Little Princess: Santa Monica History Museum to Host Shirley Temple Exhibit

Famous costume of Santa Monica's Most Famous Child Actress

The Santa Monica History Museum will host a Shirley Temple birthday tea and pop-up display on Saturday, April 21st, from 12:00pm to 2:30pm at the Santa Monica History Museum at 1350 7th Street, Santa Monica, CA 90401.

The Shirley Temple tea party honors the star's 90th birthday and will feature an exclusive one-day "Little Princess" pop-up exhibit featuring items that have not been displayed at the museum before. A delicious traditional tea service will be served. Tickets for the tea and exhibit are $35.00 and sales benefit the museum. Visitors may also visit the museum to see the exhibit and galleries only, for the usual admission price, without admission to the tea.

Shirley Temple, a Santa Monica native, is known for her work as a child actress during the 1930s. In addition to other film costumes and personal wardrobe, the day-long pop-up will feature Temple's reunited princess costume from the 1939 Technicolor film "The Little Princess."
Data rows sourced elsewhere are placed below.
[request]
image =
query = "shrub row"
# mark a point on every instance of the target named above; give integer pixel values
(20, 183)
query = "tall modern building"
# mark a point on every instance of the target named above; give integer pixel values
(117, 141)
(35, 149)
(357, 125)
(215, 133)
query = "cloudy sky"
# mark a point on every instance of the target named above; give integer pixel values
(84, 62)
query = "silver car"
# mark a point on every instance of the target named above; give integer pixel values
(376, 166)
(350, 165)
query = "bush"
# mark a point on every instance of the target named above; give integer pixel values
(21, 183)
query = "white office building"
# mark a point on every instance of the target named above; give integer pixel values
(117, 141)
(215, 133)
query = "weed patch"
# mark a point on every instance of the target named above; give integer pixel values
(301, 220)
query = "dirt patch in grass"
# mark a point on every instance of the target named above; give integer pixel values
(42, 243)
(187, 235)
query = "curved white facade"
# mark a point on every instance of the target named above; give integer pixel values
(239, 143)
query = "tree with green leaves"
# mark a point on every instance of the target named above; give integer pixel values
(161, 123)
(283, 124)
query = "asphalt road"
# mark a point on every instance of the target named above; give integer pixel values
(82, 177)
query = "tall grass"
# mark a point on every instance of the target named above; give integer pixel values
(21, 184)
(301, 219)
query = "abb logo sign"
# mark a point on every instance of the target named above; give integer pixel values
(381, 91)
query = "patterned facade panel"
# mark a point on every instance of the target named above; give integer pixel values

The costume has a tumultuous history, and this showing will be the first to unify it with her character's crown and scepter. These gold-plated accessories, created by famed costume jeweler Eugene Joseff, were unseen in Joseff's archive for seventy-nine years.

The costume, gifted to Shirley by Fox Studios, was kept in her personal archive until her death in 2014. Following a nationwide exhibit of Temple's personal collection, her costumes and other artifacts were sold to collectors worldwide. Last year, the costume's new owner was devastated when the costume went missing while in transit to a New England convention. An extensive search by Shirley's Army (a group established to keep Shirley's legacy alive) and the media was undertaken. Perseverance, good will-and perhaps the intervention of Shirley's benevolent spirit- eventually recovered the costume from a warehouse in Missouri. The rescued costume, which includes a faux ermine trimmed cape with an extensive train and gold lame lining, and royal accessories will be on view for one day only at the Santa Monica History Museum on Saturday, April 21st.